Shockwave from Russian meteor that left 1,000 people injured 'went twice around the earth'

Researchers said the event was the 'most powerful ever recorded' by the system

The shockwave from a meteor which exploded over Russia earlier this year travelled twice around the earth, scientists have said.

More than 1,000 people were injured when the 10,000-tonne, 17m rock exploded over the town of Chelyabinsk.

Tremors from the explosion of the space rock were recorded at 20 'infrasonic' monitoring stations around the globe. The stations, which are part of the International Monitoring System network operated by the Comprehensive Nuclear-Test-Ban Treaty Organisation, are designed to detect nuclear weapon tests.

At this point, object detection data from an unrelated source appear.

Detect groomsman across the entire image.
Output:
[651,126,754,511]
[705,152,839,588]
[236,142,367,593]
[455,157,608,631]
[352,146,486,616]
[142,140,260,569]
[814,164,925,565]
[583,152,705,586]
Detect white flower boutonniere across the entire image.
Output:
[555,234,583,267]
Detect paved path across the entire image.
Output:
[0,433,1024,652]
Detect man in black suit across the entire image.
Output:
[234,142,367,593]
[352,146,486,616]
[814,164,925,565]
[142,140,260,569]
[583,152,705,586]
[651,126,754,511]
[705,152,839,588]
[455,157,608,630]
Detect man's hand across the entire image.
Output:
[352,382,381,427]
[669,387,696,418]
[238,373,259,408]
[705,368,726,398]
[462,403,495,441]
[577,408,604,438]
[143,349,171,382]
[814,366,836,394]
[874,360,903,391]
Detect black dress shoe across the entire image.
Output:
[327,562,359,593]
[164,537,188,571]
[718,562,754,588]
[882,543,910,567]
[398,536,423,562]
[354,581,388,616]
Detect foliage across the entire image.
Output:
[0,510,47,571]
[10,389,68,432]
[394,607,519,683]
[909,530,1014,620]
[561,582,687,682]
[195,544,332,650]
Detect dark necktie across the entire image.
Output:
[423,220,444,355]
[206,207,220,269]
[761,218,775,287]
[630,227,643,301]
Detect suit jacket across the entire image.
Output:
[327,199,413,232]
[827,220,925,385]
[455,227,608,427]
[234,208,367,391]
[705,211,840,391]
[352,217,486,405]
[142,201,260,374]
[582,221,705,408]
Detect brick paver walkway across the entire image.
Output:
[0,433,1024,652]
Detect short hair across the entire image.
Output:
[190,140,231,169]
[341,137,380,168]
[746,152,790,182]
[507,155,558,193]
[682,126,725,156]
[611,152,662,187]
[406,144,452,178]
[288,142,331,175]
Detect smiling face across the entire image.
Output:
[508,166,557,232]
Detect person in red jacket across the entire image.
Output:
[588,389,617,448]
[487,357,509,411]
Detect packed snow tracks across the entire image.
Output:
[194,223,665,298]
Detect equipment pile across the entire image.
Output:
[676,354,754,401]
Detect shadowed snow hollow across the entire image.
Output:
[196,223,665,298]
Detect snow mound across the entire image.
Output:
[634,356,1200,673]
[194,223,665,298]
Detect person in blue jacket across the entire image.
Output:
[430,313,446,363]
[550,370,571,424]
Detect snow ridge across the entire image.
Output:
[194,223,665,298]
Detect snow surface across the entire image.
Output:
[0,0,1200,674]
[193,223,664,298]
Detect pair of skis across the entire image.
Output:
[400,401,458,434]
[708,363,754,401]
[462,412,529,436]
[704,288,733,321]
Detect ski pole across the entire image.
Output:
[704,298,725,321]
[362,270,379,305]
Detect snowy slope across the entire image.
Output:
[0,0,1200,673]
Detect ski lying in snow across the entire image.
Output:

They search for ultra-low frequency waves known as infrasound that could derive from nuclear test explosions.

The findings, published in the journal Geophysical Research Letters, claim the explosion was the first time the stations had detected "multiple arrivals involving waves that travelled twice round the globe". The researchers said the event was the 'most powerful ever recorded' by the system.

The explosion occurred on 15 February this year when the asteroid, which entered the Earth's atmosphere travelling at 50 times the speed of sound, exploded in an air burst above the southern Ural region of Russia. Some 7,200 buildings in six different cities were damaged by the explosion.